Roma, 7 nov – Non ha nulla da invidiare alle banlieues parigine e non sfigurerebbe accanto alla periferia di Calcutta o agli slum di Johannesburg. Parliamo della fabbrica ex penicillina sulla via Tiburtina, il più grande relitto urbano di Roma, un non luogo dove in mezzo ai rifiuti vivono centinaia (ma c’è chi dice oltre mille) di “fantasmi”, principalmente immigrati clandestini di origine africana. Per gli abitanti della periferia est della Capitale non è certo una novità, visto che la creazione dell’immensa baraccopoli si è sostanziata almeno 3-4 anni fa (già prima ci vivevano alcuni sbandati). Per il resto degli italiani è una conoscenza recente, dato che i riflettori dei media nazionali si sono accesi solo nell’ultimo anno. 
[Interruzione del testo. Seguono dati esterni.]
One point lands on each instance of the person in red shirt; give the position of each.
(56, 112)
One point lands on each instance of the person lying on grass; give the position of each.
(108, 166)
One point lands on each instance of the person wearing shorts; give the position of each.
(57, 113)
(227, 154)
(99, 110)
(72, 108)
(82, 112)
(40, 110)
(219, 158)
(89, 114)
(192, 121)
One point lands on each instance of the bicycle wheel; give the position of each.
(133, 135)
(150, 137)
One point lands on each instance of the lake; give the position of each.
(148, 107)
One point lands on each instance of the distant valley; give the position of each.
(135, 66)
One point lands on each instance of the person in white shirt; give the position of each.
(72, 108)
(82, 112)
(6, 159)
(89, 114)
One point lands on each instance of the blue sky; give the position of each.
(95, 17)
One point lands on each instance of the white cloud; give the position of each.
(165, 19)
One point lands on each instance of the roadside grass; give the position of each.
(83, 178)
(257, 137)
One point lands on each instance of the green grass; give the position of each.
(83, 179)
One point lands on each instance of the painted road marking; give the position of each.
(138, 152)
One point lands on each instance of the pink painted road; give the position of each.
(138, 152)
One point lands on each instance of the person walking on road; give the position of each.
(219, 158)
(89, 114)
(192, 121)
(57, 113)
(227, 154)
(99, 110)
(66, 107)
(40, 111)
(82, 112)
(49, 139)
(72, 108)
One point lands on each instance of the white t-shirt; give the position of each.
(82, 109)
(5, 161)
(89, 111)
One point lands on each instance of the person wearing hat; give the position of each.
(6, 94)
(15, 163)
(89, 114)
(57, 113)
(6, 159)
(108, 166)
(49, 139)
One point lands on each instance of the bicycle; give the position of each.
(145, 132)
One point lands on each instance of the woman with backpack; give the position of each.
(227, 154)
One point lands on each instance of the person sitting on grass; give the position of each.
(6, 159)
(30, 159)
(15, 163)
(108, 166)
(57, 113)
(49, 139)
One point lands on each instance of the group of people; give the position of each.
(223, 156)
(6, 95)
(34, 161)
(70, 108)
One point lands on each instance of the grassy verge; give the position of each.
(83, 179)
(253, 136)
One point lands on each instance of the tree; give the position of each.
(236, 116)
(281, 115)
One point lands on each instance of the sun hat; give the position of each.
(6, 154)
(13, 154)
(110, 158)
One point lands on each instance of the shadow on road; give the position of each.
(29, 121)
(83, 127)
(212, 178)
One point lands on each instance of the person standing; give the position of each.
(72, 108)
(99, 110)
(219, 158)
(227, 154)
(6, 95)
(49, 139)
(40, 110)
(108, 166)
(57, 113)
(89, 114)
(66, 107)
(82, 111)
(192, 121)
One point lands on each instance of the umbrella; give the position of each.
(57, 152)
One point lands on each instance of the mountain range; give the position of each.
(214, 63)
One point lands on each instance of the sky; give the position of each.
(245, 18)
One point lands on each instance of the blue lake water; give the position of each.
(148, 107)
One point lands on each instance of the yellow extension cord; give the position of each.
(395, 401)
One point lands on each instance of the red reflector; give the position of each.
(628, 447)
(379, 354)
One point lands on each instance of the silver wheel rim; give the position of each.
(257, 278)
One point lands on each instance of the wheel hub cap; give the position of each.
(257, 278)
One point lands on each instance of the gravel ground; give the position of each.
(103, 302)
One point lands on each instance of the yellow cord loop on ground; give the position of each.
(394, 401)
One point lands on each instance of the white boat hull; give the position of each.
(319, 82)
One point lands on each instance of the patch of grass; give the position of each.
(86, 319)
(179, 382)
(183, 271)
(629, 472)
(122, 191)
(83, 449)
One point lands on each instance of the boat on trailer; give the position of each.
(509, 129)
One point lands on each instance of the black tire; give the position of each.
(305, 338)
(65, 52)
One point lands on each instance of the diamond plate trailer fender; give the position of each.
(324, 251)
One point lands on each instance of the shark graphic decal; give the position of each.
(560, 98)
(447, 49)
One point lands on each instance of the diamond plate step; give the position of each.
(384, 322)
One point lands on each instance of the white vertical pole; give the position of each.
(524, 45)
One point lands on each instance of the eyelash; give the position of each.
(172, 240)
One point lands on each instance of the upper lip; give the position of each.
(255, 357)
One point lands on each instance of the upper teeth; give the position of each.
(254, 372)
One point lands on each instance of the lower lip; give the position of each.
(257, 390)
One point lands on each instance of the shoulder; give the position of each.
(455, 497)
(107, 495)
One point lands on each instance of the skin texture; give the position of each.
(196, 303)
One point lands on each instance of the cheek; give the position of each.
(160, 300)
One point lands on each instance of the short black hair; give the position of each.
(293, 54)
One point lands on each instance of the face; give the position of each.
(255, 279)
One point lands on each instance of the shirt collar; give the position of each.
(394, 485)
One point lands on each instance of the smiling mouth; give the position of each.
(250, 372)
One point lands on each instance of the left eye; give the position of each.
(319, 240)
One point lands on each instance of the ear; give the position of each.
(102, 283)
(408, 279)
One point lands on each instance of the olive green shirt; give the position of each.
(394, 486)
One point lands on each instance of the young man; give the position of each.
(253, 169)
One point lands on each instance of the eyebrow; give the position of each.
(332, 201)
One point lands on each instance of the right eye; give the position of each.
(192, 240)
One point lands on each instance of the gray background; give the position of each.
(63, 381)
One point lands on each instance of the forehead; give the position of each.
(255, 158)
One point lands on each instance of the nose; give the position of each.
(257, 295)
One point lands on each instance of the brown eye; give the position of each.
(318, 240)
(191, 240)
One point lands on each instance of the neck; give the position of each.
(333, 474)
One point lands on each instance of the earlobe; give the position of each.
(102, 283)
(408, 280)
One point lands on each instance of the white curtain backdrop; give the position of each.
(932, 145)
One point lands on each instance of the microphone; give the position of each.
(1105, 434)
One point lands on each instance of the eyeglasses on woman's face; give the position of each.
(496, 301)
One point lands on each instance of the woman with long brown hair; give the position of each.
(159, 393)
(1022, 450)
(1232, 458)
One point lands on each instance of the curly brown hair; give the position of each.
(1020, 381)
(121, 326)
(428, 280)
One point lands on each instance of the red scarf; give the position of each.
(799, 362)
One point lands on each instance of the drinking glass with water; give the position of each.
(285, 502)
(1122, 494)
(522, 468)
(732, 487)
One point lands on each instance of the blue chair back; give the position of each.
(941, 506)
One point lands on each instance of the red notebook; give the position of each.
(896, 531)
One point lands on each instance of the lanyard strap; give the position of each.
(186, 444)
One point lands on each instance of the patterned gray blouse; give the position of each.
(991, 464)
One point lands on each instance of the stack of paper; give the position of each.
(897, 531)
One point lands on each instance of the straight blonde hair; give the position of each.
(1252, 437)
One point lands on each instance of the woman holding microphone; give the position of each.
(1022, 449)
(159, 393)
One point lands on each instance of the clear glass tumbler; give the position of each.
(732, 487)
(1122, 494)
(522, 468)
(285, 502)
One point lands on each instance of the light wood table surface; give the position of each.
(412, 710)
Inoltre da qualche settimana lo stabile è finito in cima alla lista degli sgomberi redatta da Matteo Salvini e Virginia Raggi, figurando nei primi quattro edifici da sgomberare per evidenti “rischi strutturali”. Costruita nei primi anni ’50, ha cessato ogni attività nei primi anni ’90. L’ex penicillina andrebbe bonificata, visto che all’interno persistono ancora rifiuti chimici e grandi quantitativi di Eternit. Un ghetto, una zona “off limits”, un luogo sottratto alla sovranità dello Stato e dei cittadini italiani. Proprio ieri una troupe della Rai è stata vittima di una aggressione nonostante la presenza di polizia e carabinieri, mentre pochi giorni fa un gambiano è precipitato da sette metri in circostanze ancora da chiarire. Anche uno dei presunti aguzzini di Desirée abitava nella struttura. Tra droga, condizioni igienico-sanitarie disperate e violenza, la situazione ha superato il limite da tempo.

Tra i primi a denunciare la situazione Mauro Antonini e Fabrizio Montanini di CasaPound, che due anni fa entrarono nell’area per un sopralluogo e che da tempo chiedono un intervento. “La fabbrica ex penicillina a San Basilio va sgomberata immediatamente“, spiega Mauro Antonini, coordinatore di CasaPound nel Lazio. “E’ il quartier generale di spacciatori, stupratori, clandestini e chi più ne ha più ne metta. E’ una bomba a orologeria e nessuno vuole un nuovo caso Desirée”. Proprio per chiedere lo sgombero immediato, domani davanti all’ex fabbrica è prevista una manifestazione dei residenti di zona promossa da CasaPound.